Sydney, April 14 2018. It’s part of Australia, but also a part of the Pacific. It’s a tiny speck of land only 11km by 3km, but it has terrifyingly high mountain peaks. It boasts under 400 inhabitants and has a 25kph speed limit. It’s Lord Howe Island, and it’s a unique destination. By James Teo.
Some of the best views in the Pacific on Lord Howe. Courtesy Lord Howe.
The first white men to see Lord Howe Island arrived in 1788, on the transport ship HMS Supply, were probably not thinking what a lovely place for a holiday. They were mostly convicts too hot to handle in Sydney’s Botany Bay penal settlement, and were on their way to being dropped off at the new super-secure convict settlement on Norfolk Island.
Ball was so thrilled with the embracing climate and lush vegetation that he named the island after his pal, First Lord and Admiral Richard Howe. He did sneak in his own name for Ball’s Pyramid though, a unique 560m high volcanic stack just south of Lord Howe.
Originally uninhabited, the island saw its first residents arrive in 1834 when six New Zealand Maoris arrived and started a whaling and ship supply depot. Since then, its remoteness (600km east of Brisbane) has kept it very pristine apart from the a solid section of its original birdlife which succumbed to whalers’ dinner plates.
Unspoilt – really
Today, Lord Howe boasts one of the most unspoilt and remote holiday environments in Australia. In 1982 its unique attraction were given the seal of approval with inclusion on the UNESCO World Heritage List, and the whalers and palm harvesters are mostly gone. Tourism is its main industry.
With a balmy climate similar to many other Pacific islands, it boasts a landscape of vertiginous cliffs and imposing cloud-swathed, sub tropical rainforests, a lagoon, pure sand beaches and the world’s southernmost coral reef. Those convicts didn’t know what they were missing.
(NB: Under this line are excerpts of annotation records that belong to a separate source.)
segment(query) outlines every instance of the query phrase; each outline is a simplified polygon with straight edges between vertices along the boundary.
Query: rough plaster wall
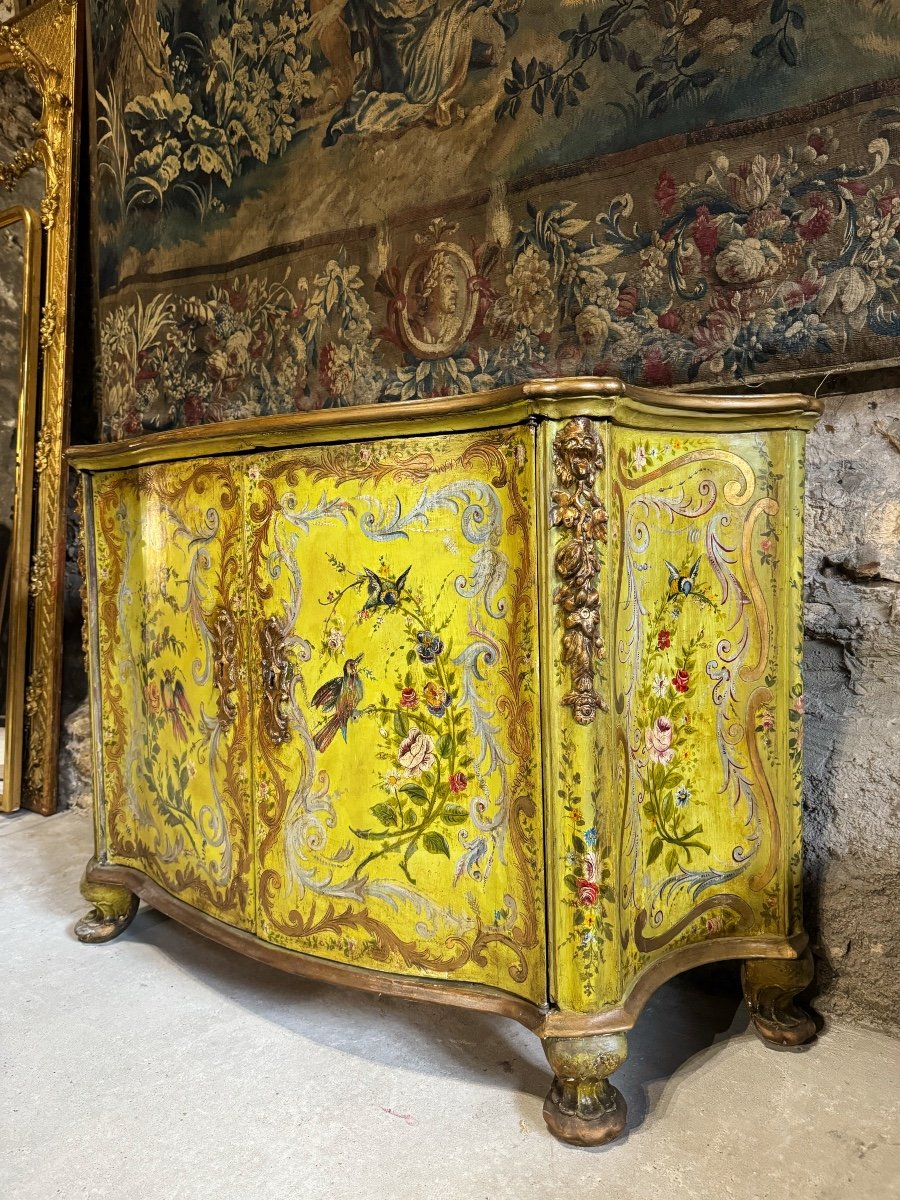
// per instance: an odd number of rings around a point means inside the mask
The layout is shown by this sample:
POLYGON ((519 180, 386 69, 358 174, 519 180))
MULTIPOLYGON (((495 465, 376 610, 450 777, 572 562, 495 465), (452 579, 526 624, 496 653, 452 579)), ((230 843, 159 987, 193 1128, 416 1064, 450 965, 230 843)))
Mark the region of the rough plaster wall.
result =
POLYGON ((806 925, 824 1014, 900 1030, 900 388, 808 443, 806 925))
The island offers room for a maximum 400 visitors at a time, most of which are either bird spotters, snorkellers or walkers. The island’s waters are home to more than 500 species of fish, its forests some 130 species of birds, and the Seven Peaks Walk weaves through exotic and virtually untouched rainforests along the ridge of the island. This has been branded as the best walk in Australia, and one of the Great Walks of the world, taking in Gower and Lidgbird peaks at 875m and 777m respectively. Not pimples, by any means.
In 1981, the Australian government listed some 70% of the island as a Permanent Park Preserve, with surrounding waters listed as a Marine Park in 1998. As a result, around 75% of the island’s original natural vegetation remains intact and undisturbed, with no air or sea pollution, and not a speck of litter anywhere.
The island has to ship all waste including food, paper and cardboard, green waste, recyclables, re-usables and general waste back to the mainland in the island’s supply ship, the MV Island Trader. Even sewage went the same way in a customised 1,800 litre wastewater tanker – although a new on-island system is in the works.
This means that the hotel and tourism operators have a gem to work in – but some extra challenges compared to the usual city locations. Any building or improvement work means all materials have to be shipped in – often at more cost that that of the materials themselves. And there is no just throwing rubbish in a skip – everything not used has to be shipped back off the island.
This self-sufficiency approach means operators like the Capella Lodge, one of the posher places to stay, has had to work hard to get its offering up to standard. In 2003 the resort was bought by a Hayley and James Baillie and given a $1.5 million facelift. This was driven by what the owners called “an environmental commitment best expressed by [its] interaction with its local natural and cultural surroundings.”
The update included specific energy management aspects; there is no national grid on Lord Howe to fix energy sinkholes. The design and environmental situation of the building was laid out to maximise the benefits of local weather patterns, encouraging flow-through ventilation and the optimal use of glassed areas to capture sunlight.
As a result of this careful design, Capella Lodge says it is the only tourist destination on Lord Howe with ocean, lagoon and mountain views that “reflect the island’s pristine natural environment,” and even better it doesn’t need air-con, which both saves energy and makes the interior atmosphere more pleasant too. Furthering its sustainable credentials, Capella uses solar heating for most of its hot water, with 40 solar panels that generate more than 14,000kWh in an average year.
“We’re very aware that clever, sustainable design can allow guests to experience a destination without treading too heavily on it,” said James Baillie, CEO of Baillie Lodges, Capella’s managing company, in a recent interview. “Preserving the natural landscapes in which we operate in turn preserves our luxury lodges – it’s an ongoing relationship.”
This could be one reason why Capella is working with the Lord Howe Island Board on revegetating two acres surrounding Capella Lodge, using endemic species like Kentia Palms, Melaluca, Bulli Bush, and Goat Wood. Which is probably what those convicts ended up doing on Norfolk Island.
Getting there: QantasLink operates at least one two-hour flight a day between Sydney and Lord Howe, as well as from Brisbane and Port Macquarie during the peak season.